Cunha e Silva Filho

 

                               Não sei se meus leitores ficaram sabendo de uma Lei Federal, a de Nº 12.605, de 03 de abril de 2012, que dispõe sobre a forma gramatical de, nos diplomas do ensino superior brasileiro, referir-se ao diplomado ou graduado através de desinência de gênero pela troca do morfema –o pelo morfema –a, assim simplesmente e elaborada ao arrepio de fundamentação linguísitca e de respeito à índole da língua portuguesa e de sua formação histórica, ou melhor dizendo, do português brasileiro, sintagma classificatório que, a meu ver, melhor se adapta às modalidades e variantes léxico-prosódicas do português lusitano, matriz primeira da língua portuguesa.
                              Em questões de ortografia e morfologia, não se alteram formas linguísitcas ao bel-prazer de alguém ou de uma autoridade, ainda que essa autoridade seja o/a Presidente da República. O fato me recorda o tempo da Reforma Ortográfica de 1943, quando, por razões de bairrismo, inseriu-se a letra “h” no vocábulo “Baía” para designar o Estado nordestino apenas para se atender a um sentimento de um imortal ilustre da Academia Brasileira de Letras na época em que era dela presidente José Carlos Macedo Soares, signatário do documento “Das Instruções para a Organização do Vocabulário Ortográfico da Língua Nacional, 12 de agosto de 1943), natural daquele estado.Ora, isso não tem cabimento nem a mínima base científica, porquanto, para designar o natural da Bahia, o  (gentílico) locativo   “baiano,” não se grafa com um “h” epentético.
                             Vejam, leitores, o que com justa razão, para reforçar o que relatei acima, afirmaram sobre esse fato o eminente professor Enéas Martins e Barros e o distinto filólogo e gramático Modesto de Abreu a propósito da Reforma Ortográfica de 1943:

(...) “ Na reforma de 1943, até o bairrismo imperou. Por proposta de um acadêmico baiano, a palavra Bahia manteve o h, contra todos os princípios em que se louvava a citada reforma, para satisfazer um único imortal, como se essas questões secundárias pudessem influir num assunto de fundo científico." (itálicos dos autores. Cf. M. Barros, Enéias e ABREU, Modesto de. Curso de Português. 7 ed. Primeira série,Curso Colegial. São Paulo: Editora do Brasil, 1958, p.154).

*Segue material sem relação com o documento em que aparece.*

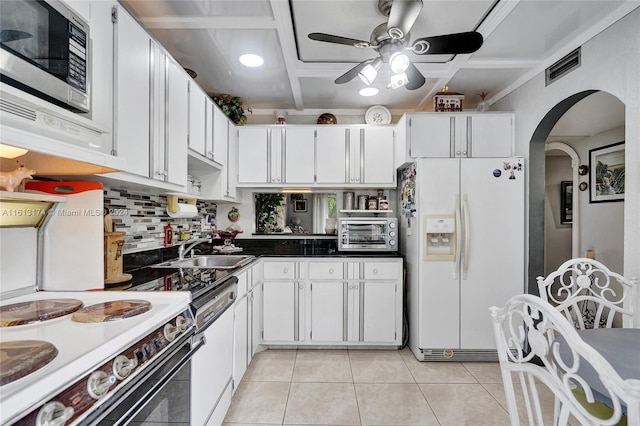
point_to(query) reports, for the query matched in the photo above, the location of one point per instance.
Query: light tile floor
(367, 387)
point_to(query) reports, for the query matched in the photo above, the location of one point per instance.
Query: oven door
(162, 395)
(370, 235)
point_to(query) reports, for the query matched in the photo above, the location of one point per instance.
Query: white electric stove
(97, 364)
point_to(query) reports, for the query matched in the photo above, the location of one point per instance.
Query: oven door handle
(145, 394)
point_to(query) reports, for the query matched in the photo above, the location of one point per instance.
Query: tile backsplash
(144, 216)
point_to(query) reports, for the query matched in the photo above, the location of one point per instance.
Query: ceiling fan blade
(339, 40)
(467, 42)
(352, 73)
(415, 77)
(402, 16)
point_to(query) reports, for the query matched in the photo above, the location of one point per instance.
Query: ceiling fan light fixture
(368, 74)
(399, 80)
(399, 62)
(368, 91)
(370, 71)
(251, 60)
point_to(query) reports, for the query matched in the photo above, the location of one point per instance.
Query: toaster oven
(367, 234)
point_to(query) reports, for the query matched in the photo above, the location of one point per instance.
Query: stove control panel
(73, 404)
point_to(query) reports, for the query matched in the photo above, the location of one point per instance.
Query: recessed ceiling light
(368, 91)
(251, 60)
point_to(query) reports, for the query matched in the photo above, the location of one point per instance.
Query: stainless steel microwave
(367, 234)
(45, 51)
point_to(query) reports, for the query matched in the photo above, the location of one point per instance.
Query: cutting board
(111, 311)
(36, 310)
(20, 358)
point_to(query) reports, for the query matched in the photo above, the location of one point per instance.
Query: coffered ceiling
(521, 39)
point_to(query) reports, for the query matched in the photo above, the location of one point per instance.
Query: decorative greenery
(232, 107)
(267, 212)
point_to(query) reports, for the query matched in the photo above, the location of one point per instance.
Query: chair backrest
(588, 293)
(539, 349)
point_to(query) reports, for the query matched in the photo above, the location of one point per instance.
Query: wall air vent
(563, 67)
(19, 110)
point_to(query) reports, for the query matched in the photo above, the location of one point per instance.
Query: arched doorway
(537, 182)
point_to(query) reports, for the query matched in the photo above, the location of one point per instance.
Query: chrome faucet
(182, 250)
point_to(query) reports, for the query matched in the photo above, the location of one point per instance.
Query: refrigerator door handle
(467, 241)
(456, 262)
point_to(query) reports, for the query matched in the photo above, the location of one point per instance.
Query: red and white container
(72, 246)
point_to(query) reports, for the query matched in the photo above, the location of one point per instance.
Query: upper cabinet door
(197, 118)
(378, 156)
(252, 152)
(132, 80)
(430, 136)
(331, 155)
(220, 135)
(177, 128)
(299, 147)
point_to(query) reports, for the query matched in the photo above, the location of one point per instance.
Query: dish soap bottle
(168, 235)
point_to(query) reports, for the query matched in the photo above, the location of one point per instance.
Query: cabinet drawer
(382, 271)
(279, 270)
(326, 270)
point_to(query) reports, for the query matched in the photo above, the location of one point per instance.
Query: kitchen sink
(221, 261)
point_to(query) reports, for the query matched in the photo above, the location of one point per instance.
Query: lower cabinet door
(378, 314)
(328, 312)
(212, 368)
(279, 311)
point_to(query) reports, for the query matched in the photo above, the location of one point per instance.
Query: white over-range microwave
(44, 51)
(368, 234)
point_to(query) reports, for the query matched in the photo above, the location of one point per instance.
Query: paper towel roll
(184, 210)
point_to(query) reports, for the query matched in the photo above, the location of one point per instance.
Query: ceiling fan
(391, 39)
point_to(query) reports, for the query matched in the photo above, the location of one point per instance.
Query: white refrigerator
(462, 231)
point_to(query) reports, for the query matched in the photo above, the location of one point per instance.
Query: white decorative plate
(377, 114)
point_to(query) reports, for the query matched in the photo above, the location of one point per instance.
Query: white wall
(610, 62)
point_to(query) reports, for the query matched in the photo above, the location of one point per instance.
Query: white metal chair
(588, 293)
(529, 333)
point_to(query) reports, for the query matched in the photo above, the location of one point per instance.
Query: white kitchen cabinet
(276, 155)
(150, 123)
(169, 120)
(218, 135)
(283, 302)
(132, 56)
(355, 156)
(253, 155)
(329, 301)
(197, 118)
(442, 135)
(299, 155)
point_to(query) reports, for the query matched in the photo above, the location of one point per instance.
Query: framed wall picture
(566, 202)
(300, 206)
(606, 167)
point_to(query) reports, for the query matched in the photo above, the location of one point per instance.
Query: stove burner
(20, 358)
(36, 311)
(111, 311)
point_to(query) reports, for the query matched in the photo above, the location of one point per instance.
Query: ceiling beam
(498, 14)
(284, 26)
(210, 22)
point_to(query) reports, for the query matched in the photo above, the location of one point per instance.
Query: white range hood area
(74, 145)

                              O que fica evidente é  a sanção de uma Lei que “aprova’ o uso de um erro gramatical para designar os gênero masculino e feminino em substantivos considerados do gênero comum  de dois, cuja forma de designar o masculino deve ser pelo uso do artigo ou adjetivo masculino ou feminino, conforme o caso, como, por exemplo, “motorista,” “dentista”, “presidente’ etc.
                              Entretanto, ao tomar posse na Presidência da República a Sra. Dilma Rousseff fez questão de “ inovar’ o português brasileiro, ao se dar o tratamento de “Presidenta”, enfatizando a flexão feminina em ” -a “ como se fora correto esse uso designativo de sexo para a relevante função pública. Exemplo de “feminismo”? De parecer diferente por ser a primeira mulher brasileira a assumir o mais alto cargo do país? A mim pareceu apenas um mero capricho de exibição de poder da mulher, algo bizarro, sem importância alguma. Quanto à sua entourage, essa se superou no aulicismo, na bajulação palaciana de serem os primeiros a empregar o substantivo no feminino. Felizmente, o jornalismo não aderiu a essa bizarrice infundida de parti-pris de estofo petista.
                            Um tipo de Lei assim é aprovada, não tem repercussão e não me consta que algum estudioso da língua portuguesa tenha feito algum comentário sobre ela. Não é possível que tenham ficado calados os lingüistas, os filólogos e os nossos gramáticos. Não sei tampouco que atitudes tiveram os membros da Academia Brasileira de Filologia ou outras entidades ligadas aos estudos linguísticos e filológicos, tendo à frente a Academia Brasileira de Letras.
                            Conforme li num texto da internet, será que, de agora em diante, teremos gente que, aderindo a essa excrescência de Lei, irá empregar, aproveitando os esquema de abusos contra o nosso idioma cometidos por ignorantes (deputados federais ) dos usos linguístico-gramaticais, substantivos, para designar os dois gêneros no que diz respeito a profissões e formas de tratamento oficiais, em moldes bizarros tais como “o dentisto, a dentista, o oftalmologisto, a oftalmologista, o motoristo, a motorista, ou, quem sabe, o presidento para combinar com a presidenta, conforme ironizou um amigo espirituoso e criativo.. Eu não sabia que o português brasileiro era uma terra de ninguém, um vale-tudo, um samba de crioulo doido.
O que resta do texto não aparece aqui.